European boycott of death penalty drugs lowers rate of US executions

New Death Penalty Information Center report claims there were 39 executions this year – the lowest number since 1994.

The European-led boycott of medical drugs used by US corrections departments to execute prisoners is having such an impact that it has driven the number of executions to an almost all-time low, a leading authority on the death penalty has concluded.

The year-end report for 2013 from the Death Penalty Information Center, based in Washington, records that there were 39 executions this year – only the second time since 1994 that the number has fallen below 40. The report says a major factor behind the slump in judicial killings has been the difficulty states that still practice the death penalty are encountering in finding a consistent means of ending life.

California, Arkansas and North Carolina have all had effective moratoriums for the past seven years because they have failed to settle on a workable lethal injection protocol. Several other states are turning to untested drugs or to lethal medicines improvised in single batches by so-called “compounding pharmacies” that are not subject to federal regulations.
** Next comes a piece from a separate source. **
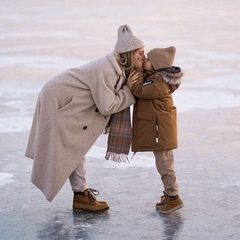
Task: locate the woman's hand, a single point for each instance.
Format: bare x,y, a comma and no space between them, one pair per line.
132,79
137,61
“The goal-posts keep shifting under the death penalty states,” said Richard Dieter, director of the Death Penalty Information Center and lead author of the report. “As soon as they move to a new protocol, the boycott spreads.”

The European Commission imposed tough restrictions on the export of anaesthetics to US corrections departments in 2011, and amid the squeeze a succession of states has been running out of their primary lethal drugs supplies. As a result, Florida has turned to midazolam hydrochloride, a drug never before used in executions, provoking an outcry that it might be inflicting cruel and unusual punishment on condemned prisoners.